Economy
Economic Reforms Deepen Poverty Woes: World Bank Reports 104 Million Nigerians Below Poverty Line
A recent World Bank report has unveiled a concerning surge in Nigeria’s poverty levels, attributing the rise to the nation’s recent economic and fiscal reforms. These reforms notably include the removal of the petrol subsidy and restructuring of the foreign exchange market rate.
Despite acknowledging the Federal Government’s efforts as ‘bold reforms’ aimed at preventing a fiscal crisis, the World Bank cautioned that the current hardships are temporary but have significantly escalated the cost of living, forcing 104 million Nigerians below the poverty line.
The report highlights a steady increase in poverty figures, noting that the number of poor individuals in Nigeria rose from 95 million in 2021 to 100 million in 2022. The Nigerian Bureau of Statistics had reported 82.9 million in 2019 and 85.2 million in 2020.
In its Nigeria Development Update, titled ‘Turning the Corner: Time to Move From Reforms to Results,’ the World Bank emphasizes the importance of sustaining reform momentum and addressing the associated costs. The report calls for clarity on oil revenues, especially from the Nigeria National Petroleum Corporation Limited (NNPCL), in the wake of subsidy removal.
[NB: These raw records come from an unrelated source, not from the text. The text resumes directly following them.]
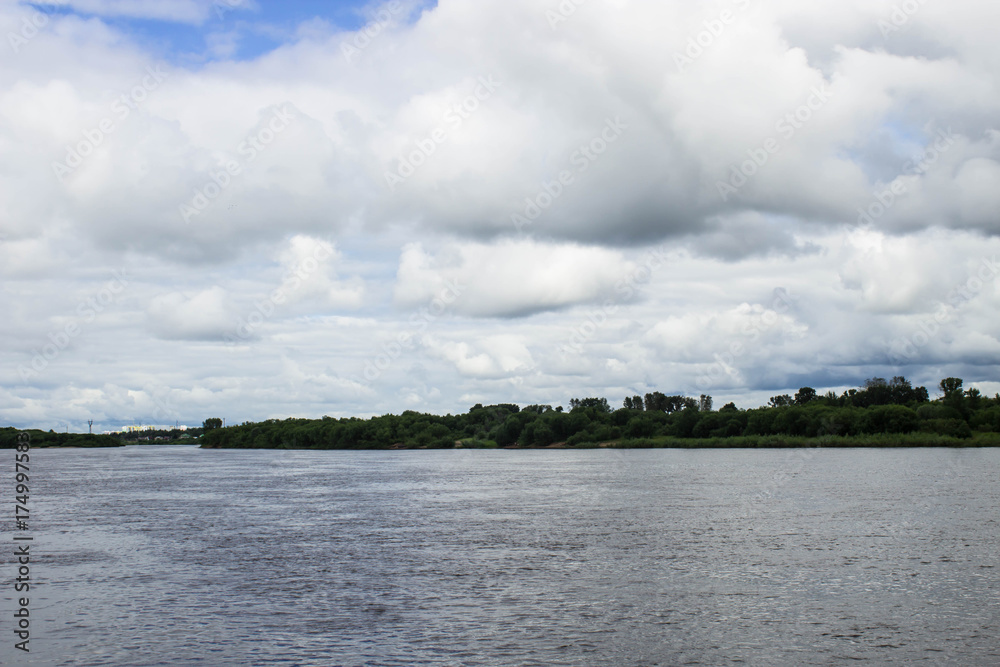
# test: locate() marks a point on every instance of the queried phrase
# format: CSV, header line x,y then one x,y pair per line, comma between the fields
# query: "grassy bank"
x,y
8,439
785,441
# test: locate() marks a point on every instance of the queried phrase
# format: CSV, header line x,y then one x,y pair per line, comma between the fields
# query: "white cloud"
x,y
536,316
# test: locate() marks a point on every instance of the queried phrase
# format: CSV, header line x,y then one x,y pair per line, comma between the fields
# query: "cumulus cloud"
x,y
485,181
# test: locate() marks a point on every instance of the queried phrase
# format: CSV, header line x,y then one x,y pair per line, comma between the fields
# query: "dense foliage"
x,y
8,439
886,410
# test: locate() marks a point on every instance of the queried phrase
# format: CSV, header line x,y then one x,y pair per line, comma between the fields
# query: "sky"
x,y
255,210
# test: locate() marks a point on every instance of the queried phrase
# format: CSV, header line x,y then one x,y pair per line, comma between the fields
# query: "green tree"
x,y
805,395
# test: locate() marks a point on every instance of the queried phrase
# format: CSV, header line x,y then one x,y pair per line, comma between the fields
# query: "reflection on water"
x,y
177,556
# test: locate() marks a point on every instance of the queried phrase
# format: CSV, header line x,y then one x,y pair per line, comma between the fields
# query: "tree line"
x,y
877,409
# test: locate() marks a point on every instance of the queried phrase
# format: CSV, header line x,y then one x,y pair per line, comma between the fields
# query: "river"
x,y
162,555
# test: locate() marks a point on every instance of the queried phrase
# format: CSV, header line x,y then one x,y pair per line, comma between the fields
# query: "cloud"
x,y
206,315
539,163
509,278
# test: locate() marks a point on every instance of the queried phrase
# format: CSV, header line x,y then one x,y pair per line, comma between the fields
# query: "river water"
x,y
180,556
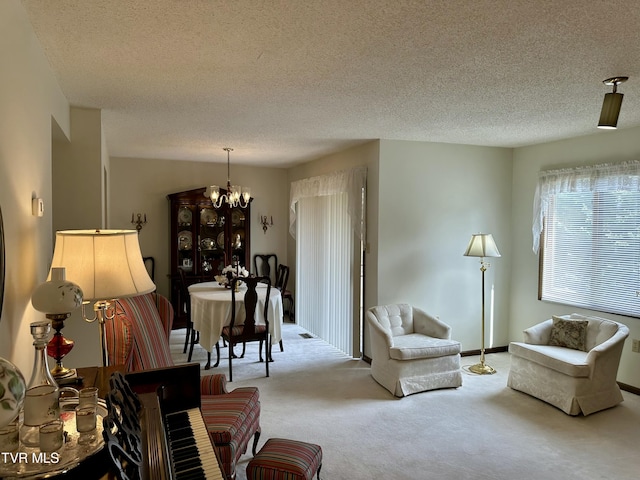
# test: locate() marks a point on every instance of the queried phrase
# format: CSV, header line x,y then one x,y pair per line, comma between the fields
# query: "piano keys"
x,y
193,457
174,440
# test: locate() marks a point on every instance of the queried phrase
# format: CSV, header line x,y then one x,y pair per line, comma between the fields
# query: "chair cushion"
x,y
569,333
416,345
151,344
397,318
599,330
564,360
119,338
281,459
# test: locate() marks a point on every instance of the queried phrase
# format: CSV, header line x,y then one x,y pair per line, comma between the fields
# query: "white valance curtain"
x,y
352,182
605,177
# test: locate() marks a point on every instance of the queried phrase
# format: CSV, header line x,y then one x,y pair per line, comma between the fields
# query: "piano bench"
x,y
281,459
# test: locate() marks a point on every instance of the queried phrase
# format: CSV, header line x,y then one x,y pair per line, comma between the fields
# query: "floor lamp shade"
x,y
107,264
482,245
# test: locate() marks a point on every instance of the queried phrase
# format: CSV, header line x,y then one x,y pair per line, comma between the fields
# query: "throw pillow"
x,y
569,333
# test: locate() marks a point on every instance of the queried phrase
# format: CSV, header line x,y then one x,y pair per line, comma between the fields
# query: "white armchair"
x,y
412,351
571,379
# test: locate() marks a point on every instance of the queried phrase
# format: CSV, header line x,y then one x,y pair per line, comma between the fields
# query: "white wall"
x,y
433,197
526,309
29,100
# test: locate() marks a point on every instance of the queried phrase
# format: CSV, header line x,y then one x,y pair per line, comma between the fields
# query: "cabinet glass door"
x,y
185,239
211,241
238,235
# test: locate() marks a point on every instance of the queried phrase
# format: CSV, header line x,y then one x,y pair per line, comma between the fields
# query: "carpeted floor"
x,y
482,430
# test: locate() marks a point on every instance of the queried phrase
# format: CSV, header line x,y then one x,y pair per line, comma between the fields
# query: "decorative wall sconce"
x,y
139,221
266,222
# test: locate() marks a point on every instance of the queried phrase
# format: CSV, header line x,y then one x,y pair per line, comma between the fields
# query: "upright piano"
x,y
174,441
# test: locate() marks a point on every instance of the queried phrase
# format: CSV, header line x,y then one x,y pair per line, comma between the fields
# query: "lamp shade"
x,y
106,264
610,110
482,245
57,295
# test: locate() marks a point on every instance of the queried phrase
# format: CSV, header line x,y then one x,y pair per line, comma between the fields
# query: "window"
x,y
590,252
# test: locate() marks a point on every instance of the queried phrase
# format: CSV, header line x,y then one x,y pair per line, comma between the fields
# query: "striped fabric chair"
x,y
138,338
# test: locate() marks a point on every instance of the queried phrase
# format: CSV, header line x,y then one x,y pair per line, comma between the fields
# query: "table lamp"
x,y
107,265
57,298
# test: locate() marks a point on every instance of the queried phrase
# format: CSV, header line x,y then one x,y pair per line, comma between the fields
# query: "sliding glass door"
x,y
325,273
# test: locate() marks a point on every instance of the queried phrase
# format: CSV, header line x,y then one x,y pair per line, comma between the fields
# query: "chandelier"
x,y
236,195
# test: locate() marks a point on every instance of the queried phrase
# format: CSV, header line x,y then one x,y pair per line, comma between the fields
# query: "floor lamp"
x,y
107,265
482,245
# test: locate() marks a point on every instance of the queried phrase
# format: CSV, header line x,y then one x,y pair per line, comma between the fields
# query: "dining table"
x,y
211,311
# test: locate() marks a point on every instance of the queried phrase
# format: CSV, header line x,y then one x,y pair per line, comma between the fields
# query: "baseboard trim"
x,y
469,353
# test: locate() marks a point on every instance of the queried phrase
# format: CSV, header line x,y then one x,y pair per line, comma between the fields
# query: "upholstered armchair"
x,y
411,350
138,339
570,362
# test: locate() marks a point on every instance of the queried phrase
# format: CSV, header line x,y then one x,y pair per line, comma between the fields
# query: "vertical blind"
x,y
327,218
325,269
590,255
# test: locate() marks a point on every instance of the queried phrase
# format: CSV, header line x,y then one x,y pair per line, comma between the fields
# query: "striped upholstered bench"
x,y
281,459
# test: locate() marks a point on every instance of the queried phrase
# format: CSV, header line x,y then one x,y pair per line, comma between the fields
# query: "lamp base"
x,y
59,372
482,369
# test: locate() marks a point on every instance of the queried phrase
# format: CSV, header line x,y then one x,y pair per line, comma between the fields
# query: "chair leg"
x,y
217,355
186,338
230,363
256,437
195,337
268,352
292,310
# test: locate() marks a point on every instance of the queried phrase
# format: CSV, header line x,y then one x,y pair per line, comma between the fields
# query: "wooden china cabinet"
x,y
203,240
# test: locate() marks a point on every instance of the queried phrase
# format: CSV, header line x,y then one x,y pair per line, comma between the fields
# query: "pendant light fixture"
x,y
236,195
611,104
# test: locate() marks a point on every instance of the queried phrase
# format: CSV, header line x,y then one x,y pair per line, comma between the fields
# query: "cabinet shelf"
x,y
203,240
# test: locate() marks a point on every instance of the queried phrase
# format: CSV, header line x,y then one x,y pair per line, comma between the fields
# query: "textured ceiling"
x,y
286,81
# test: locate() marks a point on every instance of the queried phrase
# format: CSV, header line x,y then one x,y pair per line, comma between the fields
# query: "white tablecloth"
x,y
211,310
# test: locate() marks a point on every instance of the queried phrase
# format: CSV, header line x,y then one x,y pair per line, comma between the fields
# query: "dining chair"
x,y
266,265
192,335
237,332
281,284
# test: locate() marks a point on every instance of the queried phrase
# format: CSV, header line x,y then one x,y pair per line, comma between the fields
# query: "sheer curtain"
x,y
588,179
327,220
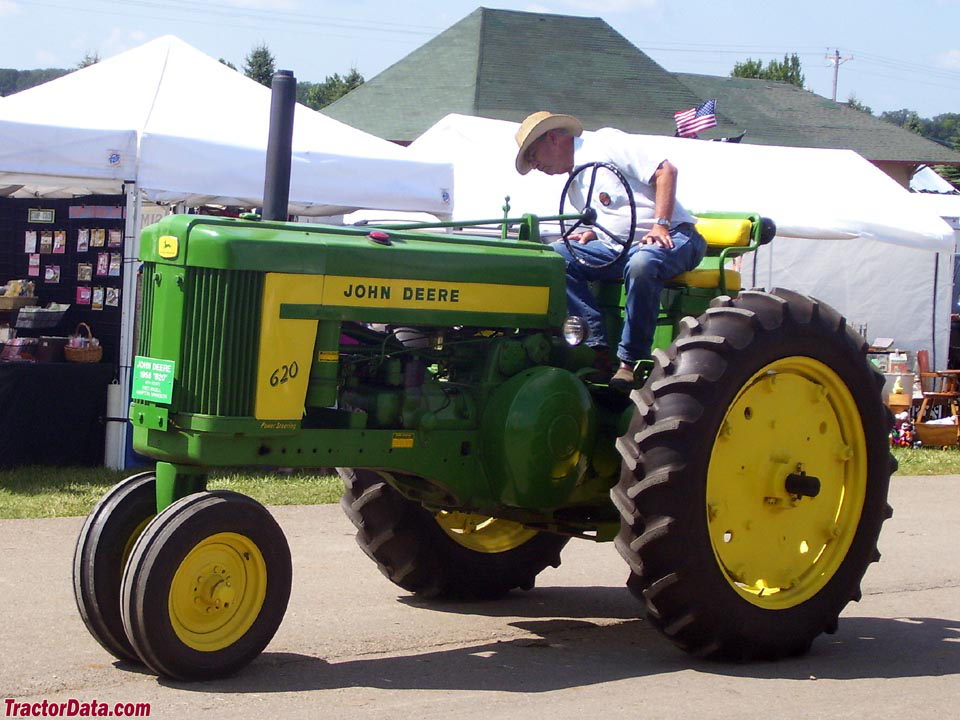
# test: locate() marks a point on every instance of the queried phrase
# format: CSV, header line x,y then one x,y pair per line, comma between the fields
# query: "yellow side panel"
x,y
725,232
286,347
708,279
431,295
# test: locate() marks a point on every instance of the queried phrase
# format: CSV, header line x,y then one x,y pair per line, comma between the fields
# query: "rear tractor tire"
x,y
755,477
443,554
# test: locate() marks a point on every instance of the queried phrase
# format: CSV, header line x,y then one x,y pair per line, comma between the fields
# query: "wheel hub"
x,y
786,482
217,591
482,533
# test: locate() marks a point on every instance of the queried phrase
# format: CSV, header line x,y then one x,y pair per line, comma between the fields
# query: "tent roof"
x,y
504,64
926,179
188,128
854,200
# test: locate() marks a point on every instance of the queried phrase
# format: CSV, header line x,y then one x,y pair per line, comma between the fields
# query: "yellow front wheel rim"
x,y
795,418
217,592
483,533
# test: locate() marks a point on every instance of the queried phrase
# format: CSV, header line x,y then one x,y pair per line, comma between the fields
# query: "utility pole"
x,y
836,61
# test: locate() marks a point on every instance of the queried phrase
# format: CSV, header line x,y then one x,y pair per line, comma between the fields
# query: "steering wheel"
x,y
588,215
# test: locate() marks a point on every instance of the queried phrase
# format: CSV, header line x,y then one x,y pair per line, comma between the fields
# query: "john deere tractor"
x,y
745,482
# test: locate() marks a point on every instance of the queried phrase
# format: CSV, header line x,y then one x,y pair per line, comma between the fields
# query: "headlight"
x,y
574,330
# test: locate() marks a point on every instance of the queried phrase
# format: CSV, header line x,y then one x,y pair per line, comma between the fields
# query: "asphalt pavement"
x,y
353,645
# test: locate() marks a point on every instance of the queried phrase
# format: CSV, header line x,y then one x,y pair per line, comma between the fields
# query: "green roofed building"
x,y
504,64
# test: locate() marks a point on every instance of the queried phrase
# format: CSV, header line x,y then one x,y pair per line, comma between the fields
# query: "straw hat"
x,y
535,126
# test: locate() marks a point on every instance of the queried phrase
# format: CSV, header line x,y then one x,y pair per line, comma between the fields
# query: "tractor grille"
x,y
221,332
144,309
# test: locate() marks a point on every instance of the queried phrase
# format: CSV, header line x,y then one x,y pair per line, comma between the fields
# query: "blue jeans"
x,y
644,271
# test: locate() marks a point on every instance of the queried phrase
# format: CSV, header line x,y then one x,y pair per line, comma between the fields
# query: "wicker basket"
x,y
90,353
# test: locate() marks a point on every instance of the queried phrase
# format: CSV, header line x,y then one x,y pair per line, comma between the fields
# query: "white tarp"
x,y
188,128
847,233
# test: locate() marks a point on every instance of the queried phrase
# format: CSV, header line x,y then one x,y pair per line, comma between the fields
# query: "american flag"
x,y
696,120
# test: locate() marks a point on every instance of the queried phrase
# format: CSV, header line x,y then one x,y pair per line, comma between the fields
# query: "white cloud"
x,y
45,58
596,8
285,5
121,39
949,59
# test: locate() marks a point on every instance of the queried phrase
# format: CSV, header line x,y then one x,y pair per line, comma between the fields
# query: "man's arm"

Shubham Chaudhuri, World Bank Country Director for Nigeria, underscores the necessity for coordinated fiscal and monetary policy actions, stating that continued reform implementation could pave the way for enhanced fiscal space and economic growth.
The report recommends actions such as controlling inflation, improving FX market stability, achieving fiscal consolidation, and addressing structural barriers to growth. It anticipates an average annual growth rate of 3.5% in 2023-2026 with ongoing reforms.
As questions arise about the NNPCL’s finances, the World Bank urges transparency and calls for the release of the company’s Statement of Accounts. Minister of Finance and Coordinating Minister for the Economy, Mr. Wale Edun, insists on scrutinizing NNPCL’s accounts, emphasizing the need for revenue transparency.
Additionally, Edun reveals plans for a salary review in 2024 and addresses the issue of wealthy Nigerians holding substantial amounts in foreign currencies in their Domiciliary accounts. The government plans to incentivize the release of these funds for investment.
Despite disagreements on power sector subsidies, the World Bank remains cautiously optimistic about Nigeria’s economic recovery, emphasizing the ongoing implementation of policies as key to navigating the challenging landscape.